Wasn't hard, in most Eastern Bloc countries rock was scrutinized as being too Western/American (i.e. degenerate in their eyes)

I saw port of call bad lientenant when I was like 16 and didn't know much of film then but I really loved it even though I dislike nicohlas cage and only after getting into herzog realized he made it. It's such a departure from say enigma of kaspar hauser but you can't compare them because herzog is insane and can pull off doing entirely polarizing film and switching up his style for whatever he's currently interested in doing.
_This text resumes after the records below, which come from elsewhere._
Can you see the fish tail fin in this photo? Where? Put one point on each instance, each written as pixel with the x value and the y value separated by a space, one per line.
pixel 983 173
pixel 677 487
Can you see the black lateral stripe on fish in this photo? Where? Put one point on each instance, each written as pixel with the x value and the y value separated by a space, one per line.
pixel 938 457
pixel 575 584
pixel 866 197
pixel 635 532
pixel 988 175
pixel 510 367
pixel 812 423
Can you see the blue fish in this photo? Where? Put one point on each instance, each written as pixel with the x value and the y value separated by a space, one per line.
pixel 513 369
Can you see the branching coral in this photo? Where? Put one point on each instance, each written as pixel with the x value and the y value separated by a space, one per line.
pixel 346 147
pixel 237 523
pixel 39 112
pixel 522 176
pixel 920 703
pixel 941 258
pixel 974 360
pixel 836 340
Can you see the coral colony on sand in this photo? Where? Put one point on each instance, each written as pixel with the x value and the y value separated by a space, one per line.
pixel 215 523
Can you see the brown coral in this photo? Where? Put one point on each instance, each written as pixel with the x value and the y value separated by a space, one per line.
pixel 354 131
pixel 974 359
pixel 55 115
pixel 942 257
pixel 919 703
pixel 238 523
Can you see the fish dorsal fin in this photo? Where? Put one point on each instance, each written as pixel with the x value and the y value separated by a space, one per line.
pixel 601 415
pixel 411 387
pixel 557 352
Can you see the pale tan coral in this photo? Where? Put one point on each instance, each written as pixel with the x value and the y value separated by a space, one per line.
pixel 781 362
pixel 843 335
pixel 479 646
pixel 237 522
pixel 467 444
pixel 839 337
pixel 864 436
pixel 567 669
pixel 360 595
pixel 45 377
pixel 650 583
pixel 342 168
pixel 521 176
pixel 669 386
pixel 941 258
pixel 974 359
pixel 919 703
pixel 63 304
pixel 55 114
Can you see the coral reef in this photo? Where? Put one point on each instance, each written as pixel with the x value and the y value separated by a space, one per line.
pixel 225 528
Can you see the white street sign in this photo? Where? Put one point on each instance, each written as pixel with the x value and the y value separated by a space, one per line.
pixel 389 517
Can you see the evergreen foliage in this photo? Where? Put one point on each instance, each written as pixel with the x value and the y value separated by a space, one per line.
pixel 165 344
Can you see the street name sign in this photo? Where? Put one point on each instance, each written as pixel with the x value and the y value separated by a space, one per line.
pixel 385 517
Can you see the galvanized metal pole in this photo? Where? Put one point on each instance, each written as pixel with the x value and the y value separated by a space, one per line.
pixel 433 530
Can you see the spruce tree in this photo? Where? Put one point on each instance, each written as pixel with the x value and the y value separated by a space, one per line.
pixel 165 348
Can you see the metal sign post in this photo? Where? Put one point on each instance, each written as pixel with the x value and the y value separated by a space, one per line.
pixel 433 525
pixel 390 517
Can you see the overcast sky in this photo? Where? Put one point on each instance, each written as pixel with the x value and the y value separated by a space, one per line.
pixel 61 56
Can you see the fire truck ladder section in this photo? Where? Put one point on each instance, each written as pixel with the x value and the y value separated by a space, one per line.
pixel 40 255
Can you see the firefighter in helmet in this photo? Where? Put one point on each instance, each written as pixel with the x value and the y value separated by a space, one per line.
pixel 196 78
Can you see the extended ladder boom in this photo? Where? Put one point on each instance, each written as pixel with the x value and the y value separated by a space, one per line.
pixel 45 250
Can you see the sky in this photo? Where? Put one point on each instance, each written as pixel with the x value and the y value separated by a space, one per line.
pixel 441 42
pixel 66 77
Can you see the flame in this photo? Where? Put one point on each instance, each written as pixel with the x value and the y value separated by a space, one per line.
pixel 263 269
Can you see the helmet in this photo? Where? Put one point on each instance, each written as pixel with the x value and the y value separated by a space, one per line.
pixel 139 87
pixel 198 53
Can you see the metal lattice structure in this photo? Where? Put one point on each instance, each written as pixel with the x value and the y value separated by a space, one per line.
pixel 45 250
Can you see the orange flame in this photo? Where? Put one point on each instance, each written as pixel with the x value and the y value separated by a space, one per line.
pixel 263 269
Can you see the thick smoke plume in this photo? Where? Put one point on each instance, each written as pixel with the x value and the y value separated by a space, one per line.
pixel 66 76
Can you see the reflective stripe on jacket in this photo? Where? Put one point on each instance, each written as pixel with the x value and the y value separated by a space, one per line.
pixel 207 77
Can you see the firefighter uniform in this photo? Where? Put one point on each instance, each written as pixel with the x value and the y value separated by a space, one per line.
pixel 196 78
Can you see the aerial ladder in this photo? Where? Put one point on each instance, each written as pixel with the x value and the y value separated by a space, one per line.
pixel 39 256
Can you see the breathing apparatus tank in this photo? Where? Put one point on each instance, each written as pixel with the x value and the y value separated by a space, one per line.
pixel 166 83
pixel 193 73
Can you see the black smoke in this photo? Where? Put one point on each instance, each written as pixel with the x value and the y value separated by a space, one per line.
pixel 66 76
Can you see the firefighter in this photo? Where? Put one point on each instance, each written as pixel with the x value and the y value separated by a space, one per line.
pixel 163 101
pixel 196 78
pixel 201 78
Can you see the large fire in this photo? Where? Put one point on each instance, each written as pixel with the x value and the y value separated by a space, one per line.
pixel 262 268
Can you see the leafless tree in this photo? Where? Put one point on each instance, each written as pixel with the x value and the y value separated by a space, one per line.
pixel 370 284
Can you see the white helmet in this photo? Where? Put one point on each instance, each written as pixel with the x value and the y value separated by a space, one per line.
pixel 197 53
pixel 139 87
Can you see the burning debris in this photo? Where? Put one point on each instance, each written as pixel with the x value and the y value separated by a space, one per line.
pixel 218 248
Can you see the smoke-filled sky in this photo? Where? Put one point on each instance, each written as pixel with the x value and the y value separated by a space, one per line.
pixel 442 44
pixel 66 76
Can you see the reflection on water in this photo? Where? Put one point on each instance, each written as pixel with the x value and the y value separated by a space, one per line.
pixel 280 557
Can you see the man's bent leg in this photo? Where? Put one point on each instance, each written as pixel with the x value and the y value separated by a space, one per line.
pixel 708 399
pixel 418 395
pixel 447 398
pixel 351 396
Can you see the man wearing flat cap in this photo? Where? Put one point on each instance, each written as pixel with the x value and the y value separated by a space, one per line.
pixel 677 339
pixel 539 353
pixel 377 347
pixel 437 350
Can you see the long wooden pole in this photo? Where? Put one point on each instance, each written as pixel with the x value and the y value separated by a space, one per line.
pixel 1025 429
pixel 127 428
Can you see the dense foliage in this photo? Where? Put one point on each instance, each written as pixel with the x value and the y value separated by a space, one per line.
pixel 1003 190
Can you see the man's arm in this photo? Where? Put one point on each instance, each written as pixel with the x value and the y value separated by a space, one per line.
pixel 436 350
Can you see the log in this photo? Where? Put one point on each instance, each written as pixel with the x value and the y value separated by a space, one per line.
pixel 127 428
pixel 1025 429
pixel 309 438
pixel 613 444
>went to film school with Tarkovsky
>scripted Ivan's Childhood and Andrei Rublev with Tark
>made fucking Tango and Cash
>now is back making Russian arthouse
Also apparently a stud having fucked models, Shirley MacLaine and Nastassja Kinski and his current wife is something like 40 years younger than him

This piece of shit.

Even The Touch wasn't this bad.

>The Day the Clown Cried

The footage that's floating around is really hard to give accurate reaction to because it's been butchered and lacks a proper sound remix, and it's been re-dubbed into German.

But in spite of all of that like there's something decidedly off about the rushes. The children are all well fed, the way they surround Lewis like he's the messiah or they're a flock of lambs.
Oh and the sentimentalism... gee whizz!

>Prince directs...
>...Prince
>Melodrama
>Art Deco
>Saint Tropez

Wait, I didn't know the Russian Foreign Minister makes mooooovies!?

I always knew Bela Lugosi was immortal

Great actors never die... they just move on to different roles.

At least we got a nice special edition Sega Game Gear out of it.

wasn't this his first color film too?

He wasn't kicked out, Yugoslavia financed most of his career with state funds, what are you on about?

He just wanted to be a dissident and get even more money from the west.

To the best of my recollection YES.
He didn't' shoot with color again until En Passion.
Good thing too because I love the cinematography in that film.

>He maaaay have done a commercial or something in color, but I don't remember.

>Yugoslavia
>Eastern Bloc
Retard.

you seem to know your shit
drop down and gimme your top 5 bergmans

Michael Moore made a John Candy comedy.

In no particular order
>En Passion
>Persona
>Autumn Sonata
>Scenes from a Marriage
>Through a Glass Darkly

Although if you want visuals and maybe have a begrudging fondness of Wes Anderson, then do Cries and Whispers.

cool
i'm doing him chronologically and right now i'm up to winter light

You're about to hit his golden years then.

Winter Light is fucking beautifully shot. But I think around that time is when he found a real groove, he made so many films with impeccable execution and it's not just down to the crew, he was just writing amazing scripts.

The SIlence is really the moment that he got the whole distillation of drama thing down pat.

But yeah, all the films I mentioned, especially things like Persona or Scenes from a Marriage it isn't even about the form, it's just about the characters, the psychology which draws me in.